Muhl’s outside shooting percentages across her first three seasons at UConn were almost identical — 34.3% in 2020-21 and 2022-23, 34.2% in 2021-22 — but she hit 40.2% in her senior year on a career-high 127 attempts from 3-point range. Though the 5-foot-11 guard has long been known as an elite defender, Storm coach Noelle Quinn specifically pointed to that 3-point threshold as one of Muhl’s standout traits in Seattle’s pre-draft evaluations.

“Her versatility sticks out to us, her ability to stretch the floor being an above-40 percent three-point shooter,” Quinn said. ” … There’s something to say about a player who sticks with it, who shows up. Talking to her in that interview process, she is a culture fit; going to work hard every day, be a great teammate, and these are attributes that we love to see.”

The process of refining Muhl’s shot began at the advice of coach Geno Auriemma during a meeting at the end of her sophomore season. The point guard had averaged a career-low 3.8 points in 2021-22, recording less than one 3-pointer per game over 19 starts and 33 appearances. Muhl ramped up her one-on-one training with Valley last spring after her junior percentages didn’t improve, and the Huskies assistant isolated specific flaws in Muhl’s technique to correct, one small adjustment at a time.

 

“What I saw in her shot was she kind of bent at the waist more than she did with her lower body. She shot most of her shot with her arms rather than her whole body, so we focused from the ground up,” Valley said. “For the first three weeks (after) postseason last year she didn’t shoot outside of five feet … We started on really just form shooting through her body, up on her toes over the front of the rim, over and over and over again for four hours every week for those three weeks … and when she came back we just built on that.”

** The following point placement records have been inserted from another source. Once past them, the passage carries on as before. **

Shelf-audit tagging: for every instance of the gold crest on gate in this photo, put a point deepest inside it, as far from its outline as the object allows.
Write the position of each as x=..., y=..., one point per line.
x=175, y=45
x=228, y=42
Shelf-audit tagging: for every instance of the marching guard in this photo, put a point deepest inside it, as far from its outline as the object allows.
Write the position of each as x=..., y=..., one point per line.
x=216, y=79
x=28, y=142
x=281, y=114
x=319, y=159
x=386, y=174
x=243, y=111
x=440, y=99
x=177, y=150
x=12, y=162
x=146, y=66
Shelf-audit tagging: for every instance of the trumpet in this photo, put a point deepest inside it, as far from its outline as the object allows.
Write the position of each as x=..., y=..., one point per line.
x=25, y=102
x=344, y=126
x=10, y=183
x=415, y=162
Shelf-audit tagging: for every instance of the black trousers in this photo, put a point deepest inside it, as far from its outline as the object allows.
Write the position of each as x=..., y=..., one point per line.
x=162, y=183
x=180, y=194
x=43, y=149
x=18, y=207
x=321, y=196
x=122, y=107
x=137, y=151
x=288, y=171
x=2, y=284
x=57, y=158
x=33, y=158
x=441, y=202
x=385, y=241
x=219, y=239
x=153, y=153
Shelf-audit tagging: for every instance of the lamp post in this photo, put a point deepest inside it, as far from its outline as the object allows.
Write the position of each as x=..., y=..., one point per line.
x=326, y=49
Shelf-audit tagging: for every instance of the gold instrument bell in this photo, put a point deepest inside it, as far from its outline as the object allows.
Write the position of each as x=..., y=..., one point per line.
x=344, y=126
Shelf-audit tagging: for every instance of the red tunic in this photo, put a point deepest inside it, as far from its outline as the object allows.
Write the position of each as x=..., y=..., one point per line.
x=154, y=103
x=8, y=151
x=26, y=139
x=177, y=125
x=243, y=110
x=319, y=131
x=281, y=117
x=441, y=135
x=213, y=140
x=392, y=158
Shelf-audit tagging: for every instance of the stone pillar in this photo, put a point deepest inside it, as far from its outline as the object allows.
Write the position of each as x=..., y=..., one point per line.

Valley’s other priority working with Muhl was developing consistency, both physically and mentally. Muhl could hit a clutch three in high-pressure scenarios, but the big moments were volatile and often preceded by cold streaks. The point guard, who ended her career as UConn’s all-time assist leader, also didn’t look for a high volume of shots herself, so she needed to maximize those limited opportunities to score.

“I’ve coached very few players that work as hard as her when she steps through the door at practice, so once she decided like, ‘I need to get better at this because Coach told me I do,’ things started to change for her,” Valley said. “There were moments in games where you could see it, like when she would hit a pull up … just because she felt confident enough to take the pull up. In the past that’s not something that’s happened for her.”

There was no major breakthrough in Muhl’s development, just slow and constant improvements over months and months. Even when the senior returned home to Zagreb, Croatia last May, she kept up with every step of Valley’s program. As much as her results during the 2023-24 season meant, Valley said the next level of validation for Muhl’s effort is in her opportunity with the Storm.

WNBA rosters are notoriously competitive to make, and Seattle has a maximum of four spots up for grabs with six protected veterans and 2023 All-Rookie selection Jordan Horston entering training camp. But after witnessing Muhl’s ability to work through adversity for four years in Storrs, Valley has no doubts about her doing the same as a professional.

“We’ve had conversations about the next level and having that opportunity, but I don’t think it really hit her until draft night, and the whole weekend really when she was down in New York,” Valley said. “Her path here has not been easy. You don’t play a lot freshman year, you’re coming off the bench sophomore year, then all your friends get hurt. Like half of her class transferred. There’s a lot of things people don’t see that she went through. She’s just a really strong person.”